Welbeschouwd is de Vier Elementen Theorie een theorie van de zwaartekracht. Heer Knepper, kunt u mij hulp verlenen en iets schrijven over de etymologie van gravitas, voor ik onzin ga uitkramen?
“Wellicht vindt u deze natuurwetenschappen lachwekkend”
Ik hoop dat men over 2, 3000 jaar onze gedachtenspinsels net zo lachwekkend vindt.
Jammer dat men, behalve wellicht Aristarchos van Samos, geen belangstelling toonde voor de Babylonische waarnemingen van de hemellichamen.
Oeps, daar ga ik al. Gravitatie.
Hoe zouden ze geweten hebben dat de dampkring eindig was?
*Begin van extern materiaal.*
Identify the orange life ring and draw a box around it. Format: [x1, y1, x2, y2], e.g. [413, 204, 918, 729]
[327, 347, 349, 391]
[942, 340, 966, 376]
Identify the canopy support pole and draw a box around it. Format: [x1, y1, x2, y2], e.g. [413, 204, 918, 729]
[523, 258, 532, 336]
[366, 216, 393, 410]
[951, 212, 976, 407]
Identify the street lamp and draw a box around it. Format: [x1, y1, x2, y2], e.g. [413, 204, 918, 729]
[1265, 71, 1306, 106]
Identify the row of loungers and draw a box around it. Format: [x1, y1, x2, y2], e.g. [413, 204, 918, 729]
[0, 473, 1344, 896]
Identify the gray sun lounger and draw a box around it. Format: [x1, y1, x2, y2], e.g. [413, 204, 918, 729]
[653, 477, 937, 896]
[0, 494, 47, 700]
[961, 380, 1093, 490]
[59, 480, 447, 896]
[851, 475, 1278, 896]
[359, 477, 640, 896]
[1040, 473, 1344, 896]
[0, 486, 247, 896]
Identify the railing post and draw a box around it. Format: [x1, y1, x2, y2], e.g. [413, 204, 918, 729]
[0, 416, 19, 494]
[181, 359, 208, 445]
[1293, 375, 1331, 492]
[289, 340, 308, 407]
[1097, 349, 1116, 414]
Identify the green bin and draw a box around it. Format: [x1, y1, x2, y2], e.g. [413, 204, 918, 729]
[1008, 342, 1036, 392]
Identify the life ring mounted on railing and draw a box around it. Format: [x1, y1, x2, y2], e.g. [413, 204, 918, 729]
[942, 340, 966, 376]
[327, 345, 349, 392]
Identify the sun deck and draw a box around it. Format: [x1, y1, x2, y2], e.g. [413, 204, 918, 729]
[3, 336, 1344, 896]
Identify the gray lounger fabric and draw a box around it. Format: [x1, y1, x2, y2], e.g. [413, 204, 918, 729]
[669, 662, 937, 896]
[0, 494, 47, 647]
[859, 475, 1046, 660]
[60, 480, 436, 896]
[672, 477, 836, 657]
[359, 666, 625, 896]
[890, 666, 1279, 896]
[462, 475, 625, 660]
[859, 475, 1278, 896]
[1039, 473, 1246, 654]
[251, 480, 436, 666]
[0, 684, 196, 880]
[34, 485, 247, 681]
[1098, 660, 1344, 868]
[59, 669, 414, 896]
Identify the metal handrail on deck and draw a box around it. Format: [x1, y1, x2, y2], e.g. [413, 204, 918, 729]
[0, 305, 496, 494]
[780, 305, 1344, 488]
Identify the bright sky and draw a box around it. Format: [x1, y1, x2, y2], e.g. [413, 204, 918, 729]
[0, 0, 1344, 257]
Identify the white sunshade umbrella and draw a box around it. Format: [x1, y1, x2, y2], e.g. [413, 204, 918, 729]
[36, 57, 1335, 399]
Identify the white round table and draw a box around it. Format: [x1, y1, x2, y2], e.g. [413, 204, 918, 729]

Ervaringen van bergbeklimmers (de bergen in Turkije, Kelten in de Alpen, Alexanders soldaten in het oosten)?
Je moet dan nog wel de link met lucht leggen.
Ik meen dat er toch nog lange tijd twee natuurkundig-filosofische stromingen waren, namelijk de lijn Socrates-Plato-Aristoteles en de lijn Leucipes-Democrites. Die laatste heeft het moeten afleggen doordat ze inherent skeptisch was en “onzerkerheid” als meta-principe hanteerde. De natuurkunde van Aristoteles was veel zekerder van zijn stuk en sloot beter aan bij de idee van een conceptie, zodat die opgenomen werd in de schoot van het Christendom. Met de komst van de Verlichting (cogito ergo sum) en nog later met de ontwikkeling van atoomtheorie en quantummechanica, kregen de atomisten eerherstel, al hebben niet veel van hun geschriften de tand des tijds, of boekverbranding, doorstaan.
Dan wil ik wel opmerken dat het atoommodel van Leucippes en Democrites nauwelijks overeenkomsten heeft met dat van de quantummechanica. Bovendien had John Dalton al een atoomtheorie zo’n honderd jaar voor Max Planck over quanta begon te praten.
Het staat er niet zo duidelijk maar de Romeinen hadden minder moeite met combineren (eclecticisme): er waren atomen, maar die kwamen in vijf soorten. Wat je zegt over onzekerheid klopt: dat botste met het later dominante stoïcijns beeld – terwijl de epicuristen, ook zeker met duurzame aanhang, daar juist een escape in zagen. Wat Frank zegt klopt ook: se moderne atoomtheorie heeft de term atoom overgenomen maar verschilt verder erg met de visie van Leucippus en Democritus.
Het is ook maar net wat je wilt verklaren met je atoomtheorie. Bv voor de gaswetten heb je genoeg aan harde bolletjes nodig die rondvliegen.
Het probleem met de oude elemententheorie is dat ze oogenschijnlijk wel van alles verklaard maar weinig toetsbare hypotheses opleverd. Ze was niet wetenschappelijk in de moderne zin van het woord.